8. Copy the Entire Rule
Once you find the rule, copy the whole rule definition. This will be used to create a custom suppression rule.
9. Go Back to “Rules” and Click on “Custom Rule”
Return to the Rules section in Wazuh and select Custom Rule to create a modified version of the rule.
10. Create a New Rule File for Suppressed Rules
It’s a good practice to keep all suppressed rules in a separate file. Click “Add New Rule File” and give it an appropriate name (e.g., suppress_rules.xml).
11. Add the Rule with the overwrite Flag
Paste the copied rule and modify it to suppress alerts by setting the overwrite flag in the Rule ID. For example:
<group name="custom_sysmon_rules">
<rule id="100201" level="0" overwrite="yes">
<if_group>sysmon_event1</if_group>
<field name="win.eventdata.originalFileName" type="pcre2">(?i)sdbinst\.EXE</field>
<options>no_full_log</options>
<description>Application Compatibility Database launched</description>
<mitre>
<id>T1546.011</id>
</mitre>
</rule>
</group>
12. Adjust the Rule Level
Modify the level attribute to suit your needs. Setting it to 0 completely suppresses the rule, but you can increase it if you want minimal alerts instead of full suppression.
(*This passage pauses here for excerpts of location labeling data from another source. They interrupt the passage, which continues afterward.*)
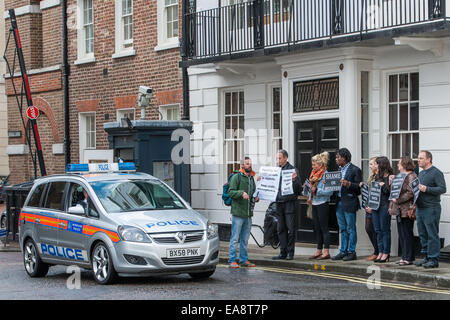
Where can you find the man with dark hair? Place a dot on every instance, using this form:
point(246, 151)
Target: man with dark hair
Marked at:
point(347, 204)
point(286, 210)
point(432, 185)
point(242, 188)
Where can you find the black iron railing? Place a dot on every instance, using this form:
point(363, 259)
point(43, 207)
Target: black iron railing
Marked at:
point(270, 23)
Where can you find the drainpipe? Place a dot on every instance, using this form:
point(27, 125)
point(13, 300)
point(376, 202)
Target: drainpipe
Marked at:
point(66, 73)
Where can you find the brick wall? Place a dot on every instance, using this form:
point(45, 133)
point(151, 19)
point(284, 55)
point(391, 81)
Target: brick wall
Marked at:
point(102, 86)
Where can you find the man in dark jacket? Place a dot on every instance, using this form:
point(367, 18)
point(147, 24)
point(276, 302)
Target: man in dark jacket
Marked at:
point(347, 204)
point(242, 188)
point(432, 186)
point(286, 210)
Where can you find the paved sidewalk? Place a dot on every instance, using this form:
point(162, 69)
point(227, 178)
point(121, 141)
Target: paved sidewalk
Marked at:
point(435, 278)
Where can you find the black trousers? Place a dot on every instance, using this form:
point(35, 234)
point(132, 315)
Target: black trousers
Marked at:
point(320, 220)
point(372, 234)
point(286, 229)
point(406, 237)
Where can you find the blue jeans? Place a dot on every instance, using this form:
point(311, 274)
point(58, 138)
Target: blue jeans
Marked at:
point(240, 232)
point(347, 227)
point(428, 227)
point(382, 225)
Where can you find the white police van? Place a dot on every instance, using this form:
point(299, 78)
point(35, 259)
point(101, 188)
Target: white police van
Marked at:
point(117, 222)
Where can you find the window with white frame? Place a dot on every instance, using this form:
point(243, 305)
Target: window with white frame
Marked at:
point(171, 13)
point(124, 28)
point(87, 131)
point(234, 120)
point(85, 32)
point(126, 113)
point(365, 157)
point(168, 24)
point(403, 116)
point(277, 140)
point(169, 112)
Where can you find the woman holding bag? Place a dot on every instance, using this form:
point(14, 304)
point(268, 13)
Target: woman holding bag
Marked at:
point(403, 208)
point(369, 223)
point(320, 208)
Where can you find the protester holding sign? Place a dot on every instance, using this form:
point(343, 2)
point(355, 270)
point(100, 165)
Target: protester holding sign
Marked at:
point(347, 204)
point(381, 217)
point(319, 201)
point(286, 208)
point(402, 208)
point(432, 185)
point(369, 223)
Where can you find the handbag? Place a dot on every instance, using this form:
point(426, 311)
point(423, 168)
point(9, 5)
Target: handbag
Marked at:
point(412, 212)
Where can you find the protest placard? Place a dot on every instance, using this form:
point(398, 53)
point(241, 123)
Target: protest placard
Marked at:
point(332, 181)
point(374, 196)
point(365, 195)
point(286, 182)
point(267, 187)
point(396, 186)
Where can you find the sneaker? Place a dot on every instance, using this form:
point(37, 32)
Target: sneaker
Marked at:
point(350, 256)
point(421, 262)
point(247, 264)
point(339, 256)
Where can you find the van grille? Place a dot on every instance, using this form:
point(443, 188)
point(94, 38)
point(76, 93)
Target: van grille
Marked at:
point(170, 238)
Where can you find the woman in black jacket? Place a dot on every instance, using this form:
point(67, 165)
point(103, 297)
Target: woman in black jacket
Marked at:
point(381, 217)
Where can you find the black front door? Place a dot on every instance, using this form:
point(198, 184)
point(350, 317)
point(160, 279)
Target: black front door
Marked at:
point(313, 137)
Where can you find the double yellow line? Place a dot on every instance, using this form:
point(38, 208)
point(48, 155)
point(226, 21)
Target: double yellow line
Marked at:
point(353, 279)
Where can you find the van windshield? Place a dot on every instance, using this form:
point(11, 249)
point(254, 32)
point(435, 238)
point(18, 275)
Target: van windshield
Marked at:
point(135, 195)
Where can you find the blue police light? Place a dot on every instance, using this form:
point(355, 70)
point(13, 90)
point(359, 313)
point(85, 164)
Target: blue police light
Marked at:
point(100, 167)
point(79, 167)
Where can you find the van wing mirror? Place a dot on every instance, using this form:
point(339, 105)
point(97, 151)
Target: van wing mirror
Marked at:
point(77, 210)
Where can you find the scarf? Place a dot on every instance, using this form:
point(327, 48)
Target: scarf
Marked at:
point(314, 179)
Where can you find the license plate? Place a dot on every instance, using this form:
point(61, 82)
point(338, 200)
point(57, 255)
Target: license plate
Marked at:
point(179, 253)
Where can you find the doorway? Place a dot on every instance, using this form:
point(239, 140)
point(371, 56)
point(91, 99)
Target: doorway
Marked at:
point(311, 138)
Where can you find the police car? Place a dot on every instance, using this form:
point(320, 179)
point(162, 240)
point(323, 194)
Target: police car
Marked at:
point(108, 218)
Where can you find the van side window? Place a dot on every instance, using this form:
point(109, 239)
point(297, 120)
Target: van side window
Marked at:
point(79, 196)
point(35, 200)
point(55, 195)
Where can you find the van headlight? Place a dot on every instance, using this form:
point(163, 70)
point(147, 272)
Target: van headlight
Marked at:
point(213, 230)
point(133, 234)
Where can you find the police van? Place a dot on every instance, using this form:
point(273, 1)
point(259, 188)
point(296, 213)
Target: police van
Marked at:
point(108, 218)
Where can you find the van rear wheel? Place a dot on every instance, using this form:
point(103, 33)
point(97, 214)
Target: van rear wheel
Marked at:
point(34, 266)
point(102, 265)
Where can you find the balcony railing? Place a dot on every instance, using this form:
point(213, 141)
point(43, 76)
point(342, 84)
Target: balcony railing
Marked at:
point(264, 24)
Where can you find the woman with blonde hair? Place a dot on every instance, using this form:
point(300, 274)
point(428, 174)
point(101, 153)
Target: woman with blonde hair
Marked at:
point(369, 222)
point(319, 200)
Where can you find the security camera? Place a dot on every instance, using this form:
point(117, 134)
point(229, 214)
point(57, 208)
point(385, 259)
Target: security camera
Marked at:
point(144, 97)
point(145, 90)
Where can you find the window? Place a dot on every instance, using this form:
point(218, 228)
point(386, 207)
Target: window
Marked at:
point(55, 193)
point(171, 112)
point(127, 23)
point(126, 113)
point(365, 158)
point(276, 120)
point(35, 200)
point(85, 32)
point(79, 196)
point(234, 130)
point(403, 116)
point(171, 12)
point(87, 132)
point(168, 24)
point(124, 28)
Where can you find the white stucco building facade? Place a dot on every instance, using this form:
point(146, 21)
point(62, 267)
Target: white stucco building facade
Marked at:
point(392, 97)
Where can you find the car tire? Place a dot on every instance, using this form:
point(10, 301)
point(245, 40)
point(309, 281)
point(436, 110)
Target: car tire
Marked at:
point(34, 266)
point(102, 265)
point(202, 275)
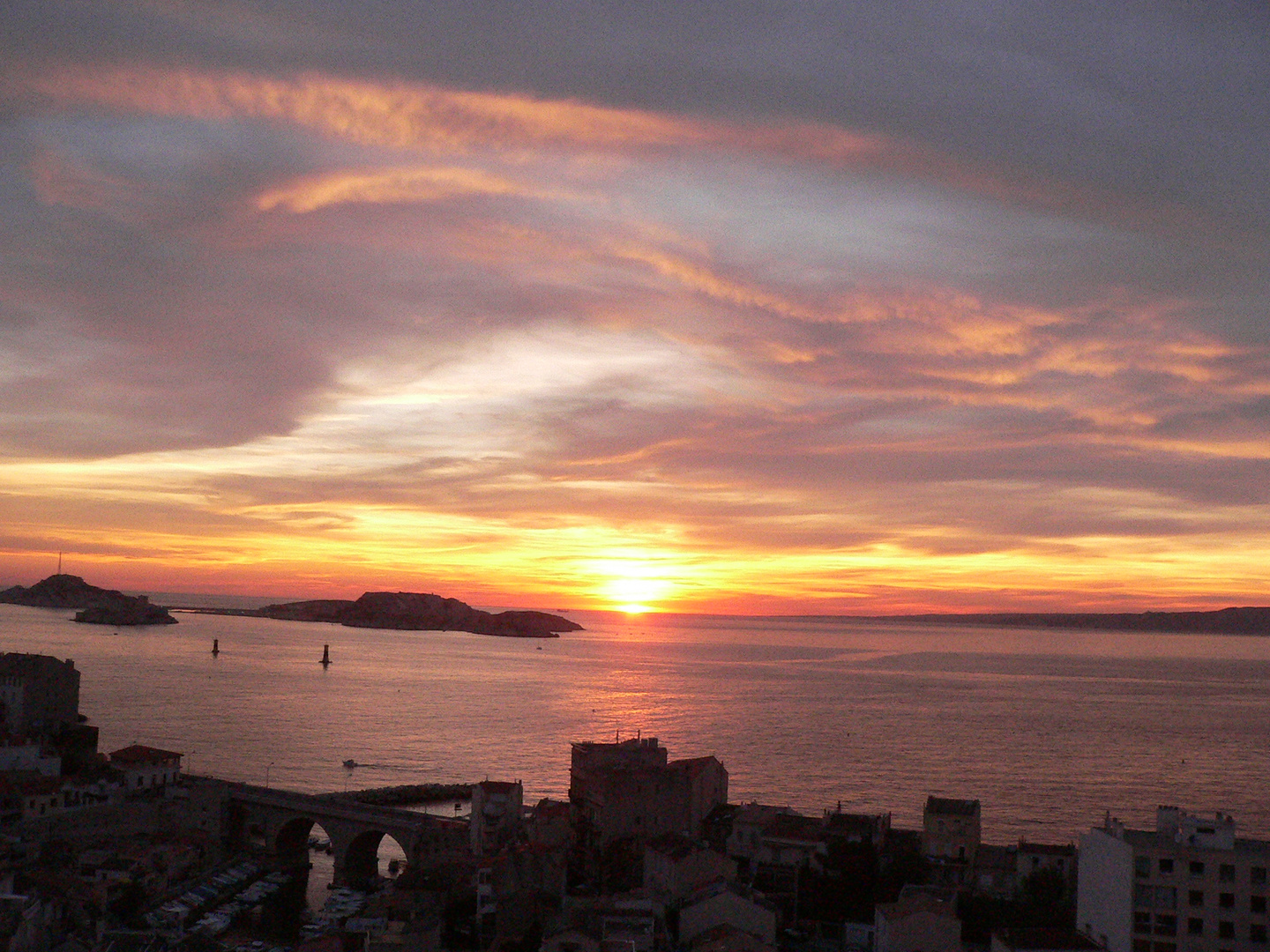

13. Save the Rule and Restart Wazuh Manager
Click Save to apply the changes. Then restart the Wazuh Manager for the changes to take effect:
sudo systemctl restart wazuh-manager
Tips for When and How to Suppress Logs in Wazuh
- Only suppress logs when necessary - Suppressing too many alerts can cause security blind spots.
- Use
level=0carefully - Setting a rule to level0fully suppresses it, which may not always be the best approach. - Review suppressed logs periodically - Some alerts may become relevant over time, so review and adjust suppression rules as needed.
- Use separate rule files for suppression - This keeps custom modifications organized and easy to manage.
- Test before deploying to production - Apply rule changes in a test environment before using them in a live system.
- Suppress based on context - Instead of suppressing all occurrences of an event, consider limiting suppression to specific users, hosts, or processes.
- Ensure compliance with security policies - Some regulations require specific logs to be retained, so check compliance before suppressing.
By following these steps and best practices, you can efficiently suppress unnecessary alerts in Wazuh while maintaining a structured and manageable rule set. This approach ensures that your security monitoring remains relevant to your specific needs.